Just as you would not begin a long road trip without gassing up your car, exercising with the needle on empty will not get you very far in terms of reaching your fitness goals. Understanding how your body uses food for fuel both during and after exercise will help you make optimal nutrition choices to power through your daily routine.
Fuel for Exercise
Physical performance requires calories from food for energy. But calories alone will not satisfy the demands placed on your body during exercise. The type and quality of nutrition you ingest each day determines how your body performs and functions throughout the day. While you can push a poorly nourished body through an exercise routine, inadequate stores of glycogen will diminish exercise quality and intensity, and inadequate dietary vitamins and minerals will interfere with energy production. If your goal is to lose weight, you will burn more calories during exercise when you eat a balanced diet of nutritious whole foods.
Carbohydrate and Energy
During resistance and high-intensity training and in the early phases of cardiovascular endurance training, your muscles rely heavily on carbohydrate for repeated contraction. Carbohydrates are plant-based foods that are broken down to glucose in the body and stored in the muscles and liver in the form of glycogen. Once you have reached your storage capacity, excess carbs are converted to fat and stored in the adipose tissue. Consistent exercise enhances your capacity to store glycogen while reducing your fat stores. To maintain high energy levels and help the muscles recover from exercise, glycogen stores should be replenished shortly after exercise.
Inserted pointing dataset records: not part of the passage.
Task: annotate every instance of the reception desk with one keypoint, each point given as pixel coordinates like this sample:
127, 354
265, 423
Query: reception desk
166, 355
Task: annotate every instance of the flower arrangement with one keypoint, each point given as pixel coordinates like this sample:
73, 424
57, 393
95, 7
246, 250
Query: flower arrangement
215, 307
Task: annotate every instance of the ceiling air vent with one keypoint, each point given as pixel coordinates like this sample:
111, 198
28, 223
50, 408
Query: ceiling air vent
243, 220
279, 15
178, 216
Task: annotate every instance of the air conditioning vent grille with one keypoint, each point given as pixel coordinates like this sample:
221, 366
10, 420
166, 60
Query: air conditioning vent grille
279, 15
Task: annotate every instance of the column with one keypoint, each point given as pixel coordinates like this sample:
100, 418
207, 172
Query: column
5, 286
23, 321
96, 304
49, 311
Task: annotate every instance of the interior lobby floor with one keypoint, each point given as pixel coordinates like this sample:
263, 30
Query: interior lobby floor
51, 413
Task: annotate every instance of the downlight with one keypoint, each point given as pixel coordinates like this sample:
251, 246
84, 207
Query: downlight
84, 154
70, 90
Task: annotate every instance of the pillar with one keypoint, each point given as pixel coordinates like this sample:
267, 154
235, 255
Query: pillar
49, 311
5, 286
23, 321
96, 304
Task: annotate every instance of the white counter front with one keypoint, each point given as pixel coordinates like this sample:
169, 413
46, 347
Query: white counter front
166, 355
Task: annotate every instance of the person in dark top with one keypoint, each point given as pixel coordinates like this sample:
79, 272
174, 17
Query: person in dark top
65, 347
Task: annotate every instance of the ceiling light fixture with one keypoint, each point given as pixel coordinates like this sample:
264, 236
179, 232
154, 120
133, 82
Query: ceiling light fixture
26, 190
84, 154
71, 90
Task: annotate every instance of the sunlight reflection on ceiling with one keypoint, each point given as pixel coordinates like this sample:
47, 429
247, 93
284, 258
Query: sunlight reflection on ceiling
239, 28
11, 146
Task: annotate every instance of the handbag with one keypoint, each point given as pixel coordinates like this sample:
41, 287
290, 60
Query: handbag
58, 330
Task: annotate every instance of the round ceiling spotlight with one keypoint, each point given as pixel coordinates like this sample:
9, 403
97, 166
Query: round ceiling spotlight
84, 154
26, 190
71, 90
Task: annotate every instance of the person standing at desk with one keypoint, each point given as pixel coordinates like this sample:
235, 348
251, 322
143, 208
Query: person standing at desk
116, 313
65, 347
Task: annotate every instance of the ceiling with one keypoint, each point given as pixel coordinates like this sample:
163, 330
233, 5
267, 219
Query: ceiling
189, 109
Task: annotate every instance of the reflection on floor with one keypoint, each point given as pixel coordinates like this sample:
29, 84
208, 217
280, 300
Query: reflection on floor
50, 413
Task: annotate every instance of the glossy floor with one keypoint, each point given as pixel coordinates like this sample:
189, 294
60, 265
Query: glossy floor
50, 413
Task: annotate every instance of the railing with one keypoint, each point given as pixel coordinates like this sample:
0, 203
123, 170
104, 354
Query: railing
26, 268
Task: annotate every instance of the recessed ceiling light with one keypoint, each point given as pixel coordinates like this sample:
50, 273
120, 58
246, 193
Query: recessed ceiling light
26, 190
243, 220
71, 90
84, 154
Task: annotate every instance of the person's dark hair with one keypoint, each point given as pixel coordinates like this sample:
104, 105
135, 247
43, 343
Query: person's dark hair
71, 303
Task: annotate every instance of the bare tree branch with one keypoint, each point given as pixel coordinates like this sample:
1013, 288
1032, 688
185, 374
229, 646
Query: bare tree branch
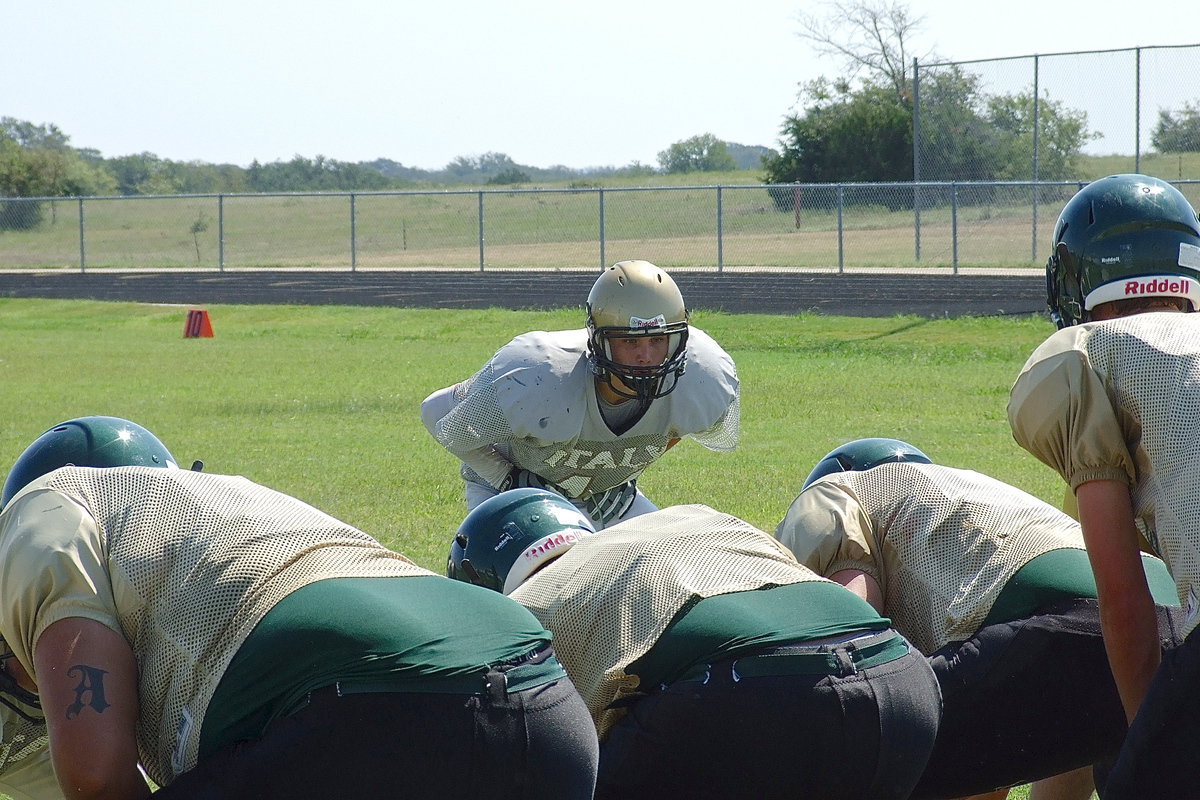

A 2007 study presented at the American College of Sports Medicine Annual Meeting showed whole-grain cereal with milk to be highly effective for replenishing post-workout glycogen.
Fat and Energy
Fat is an important storage fuel for daily and long-duration activities. While energy from carbohydrates is released quickly during exercise, fat is a slow-burn aerobic fuel that requires the presence of oxygen in the cells. During prolonged rhythmic exercise, your body taps into fat stores only after glycogen stores become depleted, about 20 minutes or so after you start working out. The good news is that regular endurance training enhances your ability to use fat during exercise. According to exercise physiologist Pete Fitzinger, endurance training increases the capillaries that carry oxygen to the cells, increases the myoglobin that carries the oxygen to the mitochondria in the muscle cell, and stimulates the growth of more and bigger mitochondria in the cells that produce aerobic energy from fat.
The Role of Protein
In the absence of adequate glycogen stores, protein is a potential source of fuel during prolonged activity, but it must first be broken down into amino acids and then converted to glucose. While not a prime source of fuel, protein is necessary for muscle growth and repair and oxygen transport. Muscle tissue is metabolically active, meaning it contributes to your total daily energy expenditure. Muscular bodies burn more calories all day long, making them less likely to store food as fat and making weight loss easier. Resistance training coupled with aerobic endurance training enhances the use of food for fuel by boosting muscle mass and increasing the use of fat for fuel.